2025 年以降入学の大学生活 ー就活早期化・長期化と、公務員試験制度変更を受けた考察ー
結論:
大学 における「教養」は、公務員試験教養区分における合格 が証明し、教養が身につく対価として、大学卒業後 数年間における 国家公務員としての 就職保証を 大学 2,3 年生時点で確保することが一般的となる。
その結果、各大学の特性に合わせた大学 3,4 年生における「専門」を深めることが可能になる一方で、この流れに対応できなかった大学が淘汰されていくのでは?
特に
・企業との連携が取れている研究室については「公務員合格を前提とした、民間就職への挑戦と研究の両立」
・理論、アカデミアに偏る研究室については「公務員試験を合格とした、理論や各種実験を通じた学問の探求」
・各種資格やコンテスト挑戦等を行うゼミ形式 といった区分けが進んでいくのでは?
イントロダクション
1:近年の公務員試験制度
公務員試験教養区分が、総合職試験だけでなく、一般職試験でも 2025 年春試験から実施される。これらの試験は 大学最終学年でなくても受けることができ、合格が数年間保証される。
2:近年の大学生活
2-1【就職活動】
近年の就職活動において、空前の売り手市場、人手不足感などを背景に、早ければ大学 2 年生の秋冬、一般的には 3 年生の 夏頃から、インターンシップをはじめとした就職活動に勤しむ学生が多く見られる。
結果、早期内定確保により就活終了することから、公務員試験を目指すものの多くは「公務員が第一志望」が多くなる。公務員でもそれ以外でもいいという層は、早期に様々なきっかけに基づいて公務員試験を目指すグループから離脱しているという現状が見られる。
2-2【研究室生活】
大学最終学年付近において、多くの学生は研究室に所属するが、研究室における活動が就職活動や、公務員試験対策の学内講座等との両立が求められる。研究室運営側も、学生にとって魅力的であるために、これらの活動に対して可能な限りの配慮が必要となる。
一方で、所属学生の「研究室活動における人手」としての機能は年々失われている。これらの機能が大学院生に多くスライドする一方、修士学生にも就活があるため、博士学生に重圧がかかる。その対価として明確なものがこれといってなく、研究室活動の衰退、研究論文生産力の減少につながっている。さらに研究室運営及び予算獲得のための事務的手続きは増加しており、補助スタッフ等が増加しているという傾向は見られない。
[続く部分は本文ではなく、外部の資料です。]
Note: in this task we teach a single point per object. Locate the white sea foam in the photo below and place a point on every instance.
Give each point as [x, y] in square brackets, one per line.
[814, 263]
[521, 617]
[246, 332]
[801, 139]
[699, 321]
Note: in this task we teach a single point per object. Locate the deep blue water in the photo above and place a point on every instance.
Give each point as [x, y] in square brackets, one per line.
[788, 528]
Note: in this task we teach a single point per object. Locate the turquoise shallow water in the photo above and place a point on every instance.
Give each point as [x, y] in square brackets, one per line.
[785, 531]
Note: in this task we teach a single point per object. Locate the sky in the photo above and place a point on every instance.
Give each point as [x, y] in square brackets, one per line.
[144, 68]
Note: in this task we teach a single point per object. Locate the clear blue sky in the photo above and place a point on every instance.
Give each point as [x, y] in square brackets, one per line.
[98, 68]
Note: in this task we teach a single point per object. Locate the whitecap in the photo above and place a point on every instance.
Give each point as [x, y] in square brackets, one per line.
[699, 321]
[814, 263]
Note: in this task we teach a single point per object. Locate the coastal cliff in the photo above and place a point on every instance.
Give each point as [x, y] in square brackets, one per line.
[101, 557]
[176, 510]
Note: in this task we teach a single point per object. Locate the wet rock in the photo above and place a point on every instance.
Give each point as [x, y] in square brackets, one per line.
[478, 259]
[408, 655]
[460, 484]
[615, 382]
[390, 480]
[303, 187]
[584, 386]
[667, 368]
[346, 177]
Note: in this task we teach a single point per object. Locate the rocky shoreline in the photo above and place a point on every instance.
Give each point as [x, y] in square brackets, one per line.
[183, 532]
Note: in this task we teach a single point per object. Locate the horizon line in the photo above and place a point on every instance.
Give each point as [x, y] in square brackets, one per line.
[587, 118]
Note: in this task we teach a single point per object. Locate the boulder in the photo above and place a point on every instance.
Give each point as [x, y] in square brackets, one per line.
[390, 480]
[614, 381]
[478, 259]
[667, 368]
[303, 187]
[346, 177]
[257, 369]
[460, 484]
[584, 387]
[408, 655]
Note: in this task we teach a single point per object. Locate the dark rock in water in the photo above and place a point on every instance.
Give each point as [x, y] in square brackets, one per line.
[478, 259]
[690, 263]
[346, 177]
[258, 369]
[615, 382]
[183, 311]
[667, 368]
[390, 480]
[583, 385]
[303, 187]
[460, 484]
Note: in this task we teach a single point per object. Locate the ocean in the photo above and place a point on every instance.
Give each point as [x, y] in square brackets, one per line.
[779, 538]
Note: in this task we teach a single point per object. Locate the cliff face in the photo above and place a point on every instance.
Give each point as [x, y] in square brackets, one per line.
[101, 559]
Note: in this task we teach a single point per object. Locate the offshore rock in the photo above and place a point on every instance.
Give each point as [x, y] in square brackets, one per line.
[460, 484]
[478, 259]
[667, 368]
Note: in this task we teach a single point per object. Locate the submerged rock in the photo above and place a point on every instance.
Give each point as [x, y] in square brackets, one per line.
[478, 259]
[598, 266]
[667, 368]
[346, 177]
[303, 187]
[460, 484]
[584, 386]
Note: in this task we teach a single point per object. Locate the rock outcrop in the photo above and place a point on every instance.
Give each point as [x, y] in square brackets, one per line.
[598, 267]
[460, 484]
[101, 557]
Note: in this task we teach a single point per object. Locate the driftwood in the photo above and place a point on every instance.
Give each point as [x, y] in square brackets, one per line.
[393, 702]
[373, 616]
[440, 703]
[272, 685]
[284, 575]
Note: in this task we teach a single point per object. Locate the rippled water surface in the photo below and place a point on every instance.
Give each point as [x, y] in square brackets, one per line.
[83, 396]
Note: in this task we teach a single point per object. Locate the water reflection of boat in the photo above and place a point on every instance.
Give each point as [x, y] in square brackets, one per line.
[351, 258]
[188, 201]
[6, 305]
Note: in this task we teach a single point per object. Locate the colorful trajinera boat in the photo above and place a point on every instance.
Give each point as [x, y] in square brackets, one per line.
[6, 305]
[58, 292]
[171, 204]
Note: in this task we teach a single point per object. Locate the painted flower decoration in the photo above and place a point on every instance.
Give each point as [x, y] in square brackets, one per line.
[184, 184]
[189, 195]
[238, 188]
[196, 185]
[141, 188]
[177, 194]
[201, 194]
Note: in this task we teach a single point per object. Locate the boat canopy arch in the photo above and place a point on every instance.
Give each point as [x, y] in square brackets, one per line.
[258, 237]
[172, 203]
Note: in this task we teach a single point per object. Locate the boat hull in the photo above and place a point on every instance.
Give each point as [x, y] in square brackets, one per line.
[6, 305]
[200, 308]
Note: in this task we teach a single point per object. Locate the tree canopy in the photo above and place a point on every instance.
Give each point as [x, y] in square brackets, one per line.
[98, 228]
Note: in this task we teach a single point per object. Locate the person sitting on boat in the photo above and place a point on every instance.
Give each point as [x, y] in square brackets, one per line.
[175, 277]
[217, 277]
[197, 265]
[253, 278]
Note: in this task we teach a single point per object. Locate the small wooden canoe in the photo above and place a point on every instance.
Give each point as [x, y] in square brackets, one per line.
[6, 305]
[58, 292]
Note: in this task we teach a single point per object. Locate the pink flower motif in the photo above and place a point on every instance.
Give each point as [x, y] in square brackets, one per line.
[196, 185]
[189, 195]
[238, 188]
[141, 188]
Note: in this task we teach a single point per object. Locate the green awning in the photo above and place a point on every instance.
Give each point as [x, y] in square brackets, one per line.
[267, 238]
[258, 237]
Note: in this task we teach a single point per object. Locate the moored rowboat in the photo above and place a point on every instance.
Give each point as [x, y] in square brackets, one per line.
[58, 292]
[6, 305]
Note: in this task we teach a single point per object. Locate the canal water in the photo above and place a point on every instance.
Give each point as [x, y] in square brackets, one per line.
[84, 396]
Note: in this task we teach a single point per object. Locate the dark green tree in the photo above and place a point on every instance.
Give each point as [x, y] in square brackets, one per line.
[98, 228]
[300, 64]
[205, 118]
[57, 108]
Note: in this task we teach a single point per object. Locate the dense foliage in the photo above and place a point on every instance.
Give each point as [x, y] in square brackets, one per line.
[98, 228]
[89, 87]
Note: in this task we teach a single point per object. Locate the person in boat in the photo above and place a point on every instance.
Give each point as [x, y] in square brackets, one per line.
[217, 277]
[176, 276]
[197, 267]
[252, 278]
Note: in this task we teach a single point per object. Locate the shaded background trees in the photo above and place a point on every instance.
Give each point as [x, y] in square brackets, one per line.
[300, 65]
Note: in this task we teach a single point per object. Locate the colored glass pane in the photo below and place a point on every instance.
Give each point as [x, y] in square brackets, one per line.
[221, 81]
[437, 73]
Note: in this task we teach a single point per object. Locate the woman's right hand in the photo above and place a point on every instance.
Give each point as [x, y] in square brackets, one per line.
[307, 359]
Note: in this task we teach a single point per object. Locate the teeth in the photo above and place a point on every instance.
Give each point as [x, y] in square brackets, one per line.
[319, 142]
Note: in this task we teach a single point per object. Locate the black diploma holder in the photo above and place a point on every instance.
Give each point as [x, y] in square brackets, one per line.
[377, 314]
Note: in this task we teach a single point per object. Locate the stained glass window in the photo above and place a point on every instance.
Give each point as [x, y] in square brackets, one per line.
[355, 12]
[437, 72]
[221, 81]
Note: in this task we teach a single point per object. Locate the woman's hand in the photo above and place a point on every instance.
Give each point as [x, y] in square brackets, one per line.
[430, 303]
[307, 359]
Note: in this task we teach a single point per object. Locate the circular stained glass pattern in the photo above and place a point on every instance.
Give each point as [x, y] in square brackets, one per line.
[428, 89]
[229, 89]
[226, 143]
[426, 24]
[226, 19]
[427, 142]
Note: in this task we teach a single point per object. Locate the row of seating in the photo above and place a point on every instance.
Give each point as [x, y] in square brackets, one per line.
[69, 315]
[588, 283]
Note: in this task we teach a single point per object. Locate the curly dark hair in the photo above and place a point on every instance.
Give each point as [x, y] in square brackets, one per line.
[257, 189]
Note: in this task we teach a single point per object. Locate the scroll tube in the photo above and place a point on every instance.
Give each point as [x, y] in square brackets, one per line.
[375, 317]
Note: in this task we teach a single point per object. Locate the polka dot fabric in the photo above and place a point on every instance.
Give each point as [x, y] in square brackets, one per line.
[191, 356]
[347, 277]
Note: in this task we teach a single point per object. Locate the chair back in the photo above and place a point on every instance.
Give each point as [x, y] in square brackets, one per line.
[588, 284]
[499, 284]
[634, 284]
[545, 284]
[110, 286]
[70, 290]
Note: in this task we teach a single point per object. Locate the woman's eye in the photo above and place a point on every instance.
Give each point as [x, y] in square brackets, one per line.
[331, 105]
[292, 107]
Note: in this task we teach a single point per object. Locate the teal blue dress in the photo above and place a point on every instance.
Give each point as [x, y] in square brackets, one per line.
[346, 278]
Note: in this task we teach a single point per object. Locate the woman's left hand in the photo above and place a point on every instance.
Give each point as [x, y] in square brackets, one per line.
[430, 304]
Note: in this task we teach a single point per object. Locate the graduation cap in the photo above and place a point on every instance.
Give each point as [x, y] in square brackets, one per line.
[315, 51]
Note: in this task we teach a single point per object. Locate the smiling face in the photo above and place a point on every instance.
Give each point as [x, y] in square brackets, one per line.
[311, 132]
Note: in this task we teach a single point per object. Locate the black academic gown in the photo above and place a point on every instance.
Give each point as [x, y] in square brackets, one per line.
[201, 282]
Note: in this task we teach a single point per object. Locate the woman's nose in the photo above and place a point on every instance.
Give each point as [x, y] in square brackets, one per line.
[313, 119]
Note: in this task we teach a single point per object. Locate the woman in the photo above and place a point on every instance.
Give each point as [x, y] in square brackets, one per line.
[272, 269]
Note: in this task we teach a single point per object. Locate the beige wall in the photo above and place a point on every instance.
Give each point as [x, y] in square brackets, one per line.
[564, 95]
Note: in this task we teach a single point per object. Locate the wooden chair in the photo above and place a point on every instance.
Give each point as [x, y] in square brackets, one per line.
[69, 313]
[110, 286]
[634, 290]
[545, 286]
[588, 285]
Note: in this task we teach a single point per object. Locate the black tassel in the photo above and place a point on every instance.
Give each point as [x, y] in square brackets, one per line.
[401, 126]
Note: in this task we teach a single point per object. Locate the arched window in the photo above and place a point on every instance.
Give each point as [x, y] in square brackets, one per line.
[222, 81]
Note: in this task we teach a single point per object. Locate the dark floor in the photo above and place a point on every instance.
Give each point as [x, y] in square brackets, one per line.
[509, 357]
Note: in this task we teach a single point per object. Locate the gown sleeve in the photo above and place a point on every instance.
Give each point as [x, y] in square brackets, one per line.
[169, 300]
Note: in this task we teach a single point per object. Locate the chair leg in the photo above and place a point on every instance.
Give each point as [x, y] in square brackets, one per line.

以下は話題がそれたものであり、大学グループ別における 1 つの大学生活における過ごし方のモデル考察
薬学生の将来に関する戦略を考察した際の実感を流用すると、大学を3グループ程度に分けた際に、大学 1 ~ 2 年まで各グループごとのよい戦略に基づく 2 年間を過ごせると、それぞれのグループにおいて、固有の素敵な成長が見られると考えられる。
具体的には
・国公立や私大上位層は 国家総合職 教養区分試験を 1,2 年で合格するコース
・中堅私大層は 国家一般職 教養区分を 3 年前期で合格するコース
・中堅以下の大学生は 1 年目に自分の周囲環境構築に全振り → 国家一般職 教養区分 3 年前期合格を目指す。 4 年前期でもかまわないという目標設定で日々を工夫
各グループに応じた日常の積み重ねを通じて成長実感を得ることができれば、大学へ行った意義は見いだせると共に、明確に将来の選択肢が増える。一方で、漠然と過ごせば、どのカテゴリーであっても、機会を無駄にしたと感じやすいのではないだろうか。